Una encuesta masiva de The Athletic revela las frustraciones del gremio: menos partidos, fin de los back-to-backs, árbitros con rendición de cuentas y menos apuestas. El dinero no es la prioridad.

¿Qué cambiaría la NBA si los propios jugadores tuvieran el poder de decisión? La prestigiosa publicación The Athletic planteó exactamente esa pregunta a más de 150 jugadores activos de la liga, y las respuestas ofrecen una radiografía fascinante de las frustraciones y anhelos de quienes dan el espectáculo cada noche sobre la duela.

El resultado más sorprendente: nadie pidió más dinero. Las prioridades apuntan a una liga más saludable, más justa y menos dependiente del mercado de apuestas.

Las tres prioridades absolutas: empate en el tope

Tres categorías empataron con el 10.5% de los votos cada una, marcando con claridad lo que más preocupa al gremio:

1. Eliminación de los back-to-backs

Jugar dos noches consecutivas en ciudades distintas es, para muchos jugadores, el principal enemigo de la longevidad y el rendimiento. El desgaste físico acumulado en una temporada de 82 partidos ya es enorme — hacerlo en noches consecutivas viajando entre ciudades lo convierte en una amenaza real para la salud de los atletas.

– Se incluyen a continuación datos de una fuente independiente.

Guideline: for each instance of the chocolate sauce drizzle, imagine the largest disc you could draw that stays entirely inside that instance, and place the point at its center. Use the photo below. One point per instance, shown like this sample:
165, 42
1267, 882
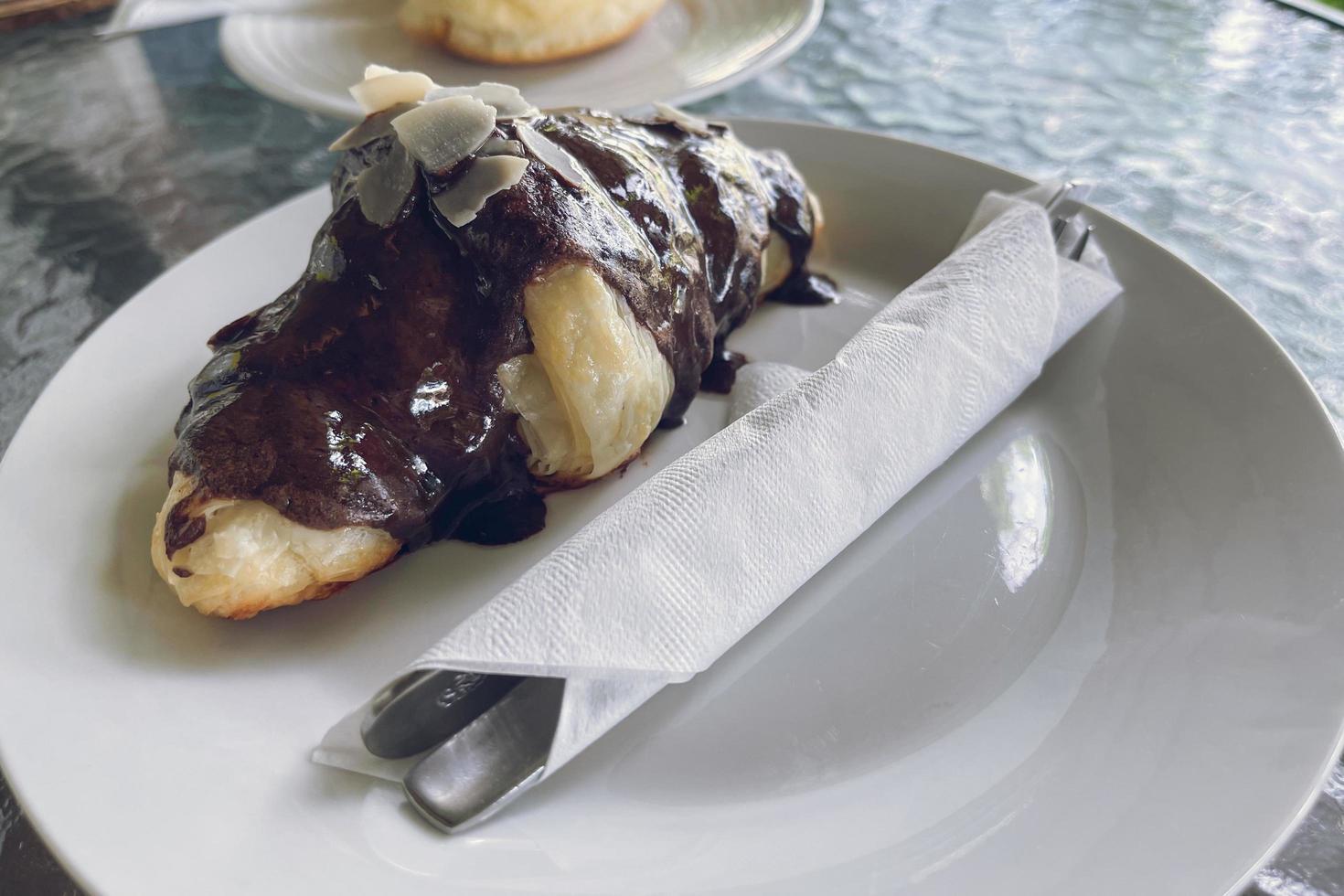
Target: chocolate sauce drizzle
368, 392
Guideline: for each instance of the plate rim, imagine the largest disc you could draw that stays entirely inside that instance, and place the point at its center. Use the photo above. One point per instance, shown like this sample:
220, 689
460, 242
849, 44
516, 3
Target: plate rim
1321, 417
294, 94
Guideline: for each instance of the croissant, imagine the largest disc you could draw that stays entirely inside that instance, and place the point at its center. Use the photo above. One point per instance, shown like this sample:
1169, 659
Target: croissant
503, 303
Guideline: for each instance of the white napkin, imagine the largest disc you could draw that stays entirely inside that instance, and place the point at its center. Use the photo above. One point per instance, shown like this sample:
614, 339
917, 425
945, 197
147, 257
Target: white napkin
660, 584
146, 15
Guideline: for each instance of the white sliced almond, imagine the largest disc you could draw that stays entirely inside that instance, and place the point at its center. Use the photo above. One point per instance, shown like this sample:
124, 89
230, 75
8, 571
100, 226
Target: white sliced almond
507, 100
443, 132
549, 154
383, 188
389, 88
486, 176
500, 146
683, 120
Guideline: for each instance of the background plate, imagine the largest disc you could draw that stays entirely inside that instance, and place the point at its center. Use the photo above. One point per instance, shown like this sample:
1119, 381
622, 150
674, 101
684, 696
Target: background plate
1095, 652
689, 50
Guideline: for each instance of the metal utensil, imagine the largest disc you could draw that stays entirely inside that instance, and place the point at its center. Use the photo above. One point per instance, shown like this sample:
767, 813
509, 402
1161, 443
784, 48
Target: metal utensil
488, 763
425, 709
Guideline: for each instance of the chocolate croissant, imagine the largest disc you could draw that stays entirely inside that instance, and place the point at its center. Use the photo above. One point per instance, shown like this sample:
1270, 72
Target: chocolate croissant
503, 303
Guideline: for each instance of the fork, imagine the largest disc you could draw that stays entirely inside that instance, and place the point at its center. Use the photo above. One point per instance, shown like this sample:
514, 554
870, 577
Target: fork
1070, 229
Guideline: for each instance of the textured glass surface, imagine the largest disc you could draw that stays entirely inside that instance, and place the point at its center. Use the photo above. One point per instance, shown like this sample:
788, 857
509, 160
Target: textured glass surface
1217, 128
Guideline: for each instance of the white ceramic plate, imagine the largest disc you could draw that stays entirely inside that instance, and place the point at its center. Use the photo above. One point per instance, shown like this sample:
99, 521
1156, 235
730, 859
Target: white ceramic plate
689, 50
1094, 653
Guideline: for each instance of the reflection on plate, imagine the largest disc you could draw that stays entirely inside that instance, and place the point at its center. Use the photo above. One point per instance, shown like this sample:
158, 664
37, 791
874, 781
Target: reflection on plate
1095, 652
689, 50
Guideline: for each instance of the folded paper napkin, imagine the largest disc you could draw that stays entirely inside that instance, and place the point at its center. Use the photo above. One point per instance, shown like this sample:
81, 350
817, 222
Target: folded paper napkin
655, 589
146, 15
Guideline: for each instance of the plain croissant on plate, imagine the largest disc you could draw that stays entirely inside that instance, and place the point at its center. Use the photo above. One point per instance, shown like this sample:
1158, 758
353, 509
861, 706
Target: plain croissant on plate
503, 303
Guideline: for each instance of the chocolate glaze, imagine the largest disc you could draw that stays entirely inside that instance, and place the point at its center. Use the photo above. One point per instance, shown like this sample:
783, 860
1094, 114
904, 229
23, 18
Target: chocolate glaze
368, 392
722, 371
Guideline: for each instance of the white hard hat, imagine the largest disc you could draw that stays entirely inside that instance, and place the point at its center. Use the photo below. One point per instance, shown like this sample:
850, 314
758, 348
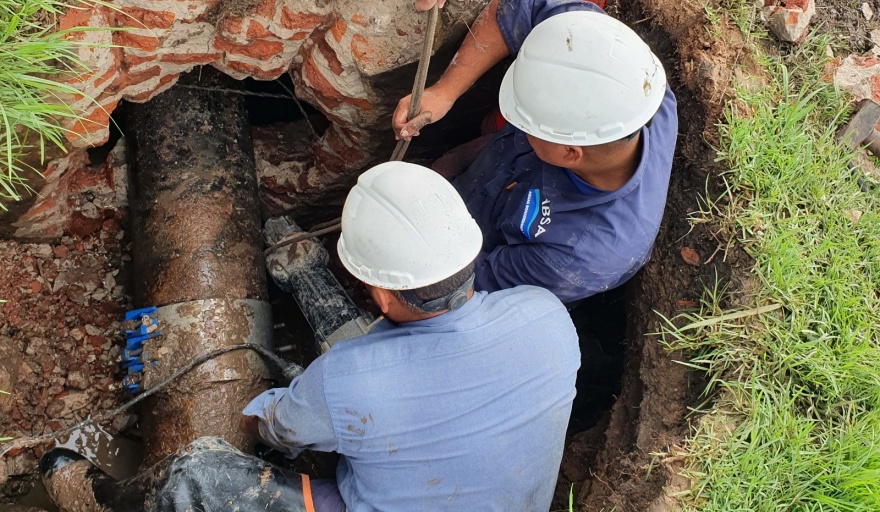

2. Reducción del calendario

El clamor por una temporada con menos de 82 juegos sigue creciendo. El argumento es simple: menos partidos equivale a mayor calidad de juego, menos lesiones y más intensidad en cada encuentro. Los jugadores prefieren menos cantidad y más relevancia.

3. Justicia para la defensa

Tras años de reglas que favorecen los marcadores abultados y la libertad de movimiento de los tiradores, los jugadores exigen cambios reglamentarios que permitan a la defensa volver a ser un factor determinante. El béisbol tiene su debate sobre el juego de poder; la NBA tiene el suyo sobre el equilibrio entre ataque y defensa.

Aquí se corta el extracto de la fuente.